DexCom gets crushed on news of competition
Shares of diabetes monitor maker DexCom got whacked by 32.7% today after medical products giant Abbott Laboratories announced that the FDA has approved its continuous glucose monitor (CGM) that requires no finger pricks, a first in the market. Abbott's stock rose 2.9% on the news.
Abbott's device, called FreeStyle Libre, uses a sensor about the size of two stacked quarters that attaches to the back of the arm and passes blood glucose data wirelessly to a receiver that tracks glucose levels minute by minute. DexCom sells a similar system, but it requires two finger pricks per day for calibration. The freedom from needing to take blood samples could be a game changer for the 30 million people with diabetes in America. Abbott plans to sell the device at all major retail pharmacies before the end of the year, and likely at a lower price than the DexCom system.

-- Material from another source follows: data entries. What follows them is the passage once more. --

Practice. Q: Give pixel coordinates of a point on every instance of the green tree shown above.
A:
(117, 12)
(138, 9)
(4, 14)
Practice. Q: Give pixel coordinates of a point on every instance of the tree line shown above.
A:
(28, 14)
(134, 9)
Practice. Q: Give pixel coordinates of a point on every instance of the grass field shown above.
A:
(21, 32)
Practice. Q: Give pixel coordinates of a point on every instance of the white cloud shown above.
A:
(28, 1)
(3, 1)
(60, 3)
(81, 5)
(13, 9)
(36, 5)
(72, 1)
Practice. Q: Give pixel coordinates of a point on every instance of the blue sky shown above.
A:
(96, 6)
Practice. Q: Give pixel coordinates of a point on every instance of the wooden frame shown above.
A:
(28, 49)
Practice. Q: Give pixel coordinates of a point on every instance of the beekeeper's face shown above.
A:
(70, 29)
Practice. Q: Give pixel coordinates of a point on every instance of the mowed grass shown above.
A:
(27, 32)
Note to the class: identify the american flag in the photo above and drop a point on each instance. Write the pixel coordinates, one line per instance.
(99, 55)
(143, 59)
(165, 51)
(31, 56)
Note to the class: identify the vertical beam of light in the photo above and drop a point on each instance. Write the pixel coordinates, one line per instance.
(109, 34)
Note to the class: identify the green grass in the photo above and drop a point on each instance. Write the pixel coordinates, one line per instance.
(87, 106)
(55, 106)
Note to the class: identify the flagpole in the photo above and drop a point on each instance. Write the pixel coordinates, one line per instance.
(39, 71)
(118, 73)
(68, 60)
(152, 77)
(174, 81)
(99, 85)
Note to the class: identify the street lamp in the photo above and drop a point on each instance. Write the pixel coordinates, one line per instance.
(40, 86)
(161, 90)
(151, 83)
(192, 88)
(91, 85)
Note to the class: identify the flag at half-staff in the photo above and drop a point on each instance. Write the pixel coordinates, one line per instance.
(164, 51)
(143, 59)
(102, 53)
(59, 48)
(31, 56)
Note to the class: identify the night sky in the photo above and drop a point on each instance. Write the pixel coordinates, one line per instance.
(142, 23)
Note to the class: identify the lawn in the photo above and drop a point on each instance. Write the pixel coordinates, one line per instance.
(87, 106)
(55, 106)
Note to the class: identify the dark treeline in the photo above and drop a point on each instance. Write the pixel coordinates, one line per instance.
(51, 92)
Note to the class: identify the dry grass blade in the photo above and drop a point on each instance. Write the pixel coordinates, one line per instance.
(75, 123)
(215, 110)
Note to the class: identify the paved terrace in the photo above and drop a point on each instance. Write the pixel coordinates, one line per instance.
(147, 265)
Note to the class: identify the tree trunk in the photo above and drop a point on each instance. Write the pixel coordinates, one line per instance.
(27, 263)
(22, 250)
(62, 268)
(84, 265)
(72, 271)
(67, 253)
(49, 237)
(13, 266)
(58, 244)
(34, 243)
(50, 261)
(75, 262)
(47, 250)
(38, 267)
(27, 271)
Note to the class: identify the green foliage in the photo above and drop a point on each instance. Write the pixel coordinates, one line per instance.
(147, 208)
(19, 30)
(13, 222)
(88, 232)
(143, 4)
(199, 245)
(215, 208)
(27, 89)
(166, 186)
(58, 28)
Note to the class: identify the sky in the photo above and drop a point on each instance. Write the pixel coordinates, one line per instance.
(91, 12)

DexCom has had a head start in the CGM market in the U.S., with an 18% jump in domestic revenue in the most recent quarter. It also won a positive reimbursement decision from Medicare, which will start augmenting sales in the current quarter. What's more, DexCom has already been competing against FreeStyle Libre outside the U.S., where the device is being sold in 40 countries. DexCom's international sales rose 69% last quarter, and in the last conference call, a DexCom executive said that when the devices are reimbursed and therefore the lower cost of Abbott's product is not a factor, patients have been switching from the Libre to DexCom's device because of higher accuracy. But investors are clearly concerned that Abbott's marketing clout and the convenience of FreeStyle Libre will ultimately trump any other advantages DexCom may have.

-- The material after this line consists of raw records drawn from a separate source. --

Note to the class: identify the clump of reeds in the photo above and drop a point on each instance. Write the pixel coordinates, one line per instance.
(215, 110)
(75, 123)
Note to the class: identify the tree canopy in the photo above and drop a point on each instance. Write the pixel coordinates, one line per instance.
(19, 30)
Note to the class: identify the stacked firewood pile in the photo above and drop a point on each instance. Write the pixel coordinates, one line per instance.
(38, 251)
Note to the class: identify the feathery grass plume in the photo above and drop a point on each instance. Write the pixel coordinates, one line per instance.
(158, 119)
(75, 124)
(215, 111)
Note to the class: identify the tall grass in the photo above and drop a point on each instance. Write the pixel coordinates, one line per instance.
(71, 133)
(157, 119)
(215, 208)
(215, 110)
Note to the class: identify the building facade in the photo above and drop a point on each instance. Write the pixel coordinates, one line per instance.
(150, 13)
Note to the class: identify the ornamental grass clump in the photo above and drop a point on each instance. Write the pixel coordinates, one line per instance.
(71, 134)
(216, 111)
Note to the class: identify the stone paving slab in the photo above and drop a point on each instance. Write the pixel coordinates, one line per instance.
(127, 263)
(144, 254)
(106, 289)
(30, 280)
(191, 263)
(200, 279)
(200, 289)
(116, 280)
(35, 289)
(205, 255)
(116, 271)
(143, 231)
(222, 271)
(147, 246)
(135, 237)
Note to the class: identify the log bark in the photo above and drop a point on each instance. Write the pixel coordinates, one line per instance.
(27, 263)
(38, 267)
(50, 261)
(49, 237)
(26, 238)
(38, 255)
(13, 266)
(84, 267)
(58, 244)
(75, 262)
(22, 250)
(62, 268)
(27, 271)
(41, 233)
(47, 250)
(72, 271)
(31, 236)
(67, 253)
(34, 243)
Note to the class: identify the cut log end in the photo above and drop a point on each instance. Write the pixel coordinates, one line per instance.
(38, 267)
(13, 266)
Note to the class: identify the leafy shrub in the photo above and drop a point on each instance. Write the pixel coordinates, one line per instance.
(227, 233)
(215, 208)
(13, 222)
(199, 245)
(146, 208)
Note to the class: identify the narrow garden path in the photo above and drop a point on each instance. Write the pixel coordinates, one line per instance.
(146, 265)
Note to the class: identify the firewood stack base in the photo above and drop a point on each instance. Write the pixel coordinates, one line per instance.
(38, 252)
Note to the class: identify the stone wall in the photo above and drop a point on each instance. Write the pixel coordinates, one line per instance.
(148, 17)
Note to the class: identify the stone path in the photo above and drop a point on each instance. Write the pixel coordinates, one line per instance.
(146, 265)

Rite Aid continues to struggle
Struggling pharmacy chain Rite Aid reported its fiscal second-quarter results today, and investors did not like what they heard, sending the stock down 11%. While the company has recently received regulatory approval to sell 1,932 of its 4,507 stores to Walgreens Boots Alliance (NASDAQ:WBA), the company is already shrinking on its own, reporting a revenue decline of 4.4% to $7.7 billion, and an adjusted net loss of $0.01 per share, compared with a per-share profit of $0.03 in the period a year earlier.

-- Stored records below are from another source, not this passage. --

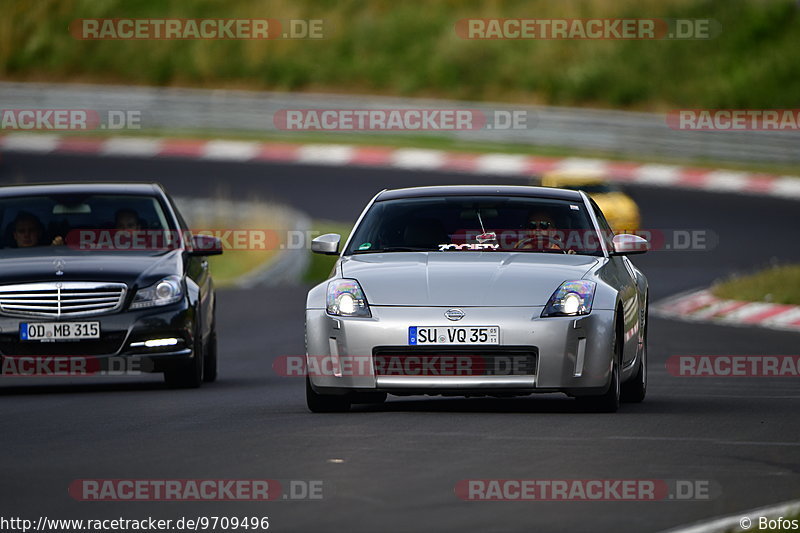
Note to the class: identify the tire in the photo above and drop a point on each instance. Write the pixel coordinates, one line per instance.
(325, 403)
(608, 402)
(189, 376)
(635, 389)
(210, 358)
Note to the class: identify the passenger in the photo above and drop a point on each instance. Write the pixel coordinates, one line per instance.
(28, 230)
(540, 233)
(127, 219)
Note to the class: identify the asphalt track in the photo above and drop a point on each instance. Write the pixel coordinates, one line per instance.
(394, 467)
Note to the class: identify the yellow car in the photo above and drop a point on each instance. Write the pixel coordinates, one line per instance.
(620, 210)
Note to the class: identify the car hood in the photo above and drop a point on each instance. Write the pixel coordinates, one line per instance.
(131, 269)
(463, 279)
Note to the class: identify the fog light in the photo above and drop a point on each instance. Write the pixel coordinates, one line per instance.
(155, 343)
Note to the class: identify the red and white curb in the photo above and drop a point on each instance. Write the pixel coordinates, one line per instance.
(744, 521)
(702, 306)
(407, 158)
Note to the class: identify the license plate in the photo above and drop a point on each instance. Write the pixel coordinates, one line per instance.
(58, 331)
(418, 335)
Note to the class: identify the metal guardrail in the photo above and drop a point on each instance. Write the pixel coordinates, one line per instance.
(620, 132)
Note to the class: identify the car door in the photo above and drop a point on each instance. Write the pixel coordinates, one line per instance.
(197, 270)
(621, 270)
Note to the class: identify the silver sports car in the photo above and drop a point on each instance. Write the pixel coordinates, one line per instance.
(478, 291)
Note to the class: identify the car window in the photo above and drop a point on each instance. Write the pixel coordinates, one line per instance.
(605, 227)
(85, 222)
(476, 223)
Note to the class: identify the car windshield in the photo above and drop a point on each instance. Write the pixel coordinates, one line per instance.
(84, 222)
(591, 188)
(476, 223)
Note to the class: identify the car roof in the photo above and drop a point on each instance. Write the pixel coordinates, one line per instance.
(479, 190)
(149, 189)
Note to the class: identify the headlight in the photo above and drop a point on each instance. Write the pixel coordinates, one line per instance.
(572, 298)
(345, 298)
(167, 291)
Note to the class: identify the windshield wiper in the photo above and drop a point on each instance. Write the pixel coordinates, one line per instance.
(396, 249)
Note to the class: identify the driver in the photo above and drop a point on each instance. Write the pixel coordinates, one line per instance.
(128, 220)
(540, 233)
(29, 231)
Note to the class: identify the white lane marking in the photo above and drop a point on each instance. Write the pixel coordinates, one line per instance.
(727, 180)
(28, 142)
(786, 187)
(785, 318)
(503, 164)
(412, 158)
(597, 167)
(231, 150)
(747, 311)
(325, 154)
(131, 146)
(657, 174)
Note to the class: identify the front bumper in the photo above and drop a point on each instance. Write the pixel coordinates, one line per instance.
(117, 348)
(573, 354)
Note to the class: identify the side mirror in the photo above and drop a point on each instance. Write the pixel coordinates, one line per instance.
(626, 244)
(327, 244)
(205, 245)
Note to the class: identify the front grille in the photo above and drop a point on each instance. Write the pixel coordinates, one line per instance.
(456, 361)
(61, 299)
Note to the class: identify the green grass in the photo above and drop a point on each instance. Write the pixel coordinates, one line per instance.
(320, 266)
(233, 264)
(777, 284)
(434, 142)
(410, 48)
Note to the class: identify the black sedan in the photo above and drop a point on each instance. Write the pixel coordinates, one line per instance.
(107, 278)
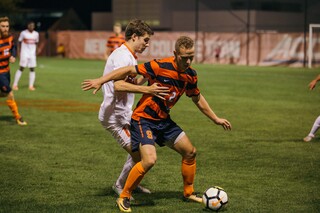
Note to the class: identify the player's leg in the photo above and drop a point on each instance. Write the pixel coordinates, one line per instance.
(137, 173)
(6, 91)
(17, 77)
(32, 73)
(32, 78)
(314, 129)
(147, 150)
(185, 148)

Same-store sales decreased 3.4%, reflecting a 4.6% decline in pharmacy sales and a 0.9% drop in front-end sales. The contraction in pharmacy sales was blamed on the negative impact of generic drug introductions and a 1.8% fall in the number of prescriptions filled, due in part to exclusion from pharmacy networks that the company had participated in previously.
It's hard to imagine things getting much worse for Rite Aid's shareholders, who have seen the stock lose 75% of its value in 2017. The store sale to Walgreens for $4.375 billion in cash will allow the company to pay off a good chunk of its $7 billion in debt and help it get back to profitability. But given that Walgreens will be picking up stores with the least competitive exposure to its existing store base, leaving Rite Aid with stores most threatened by the now-stronger competitor, there are still more questions than answers about the future of the company.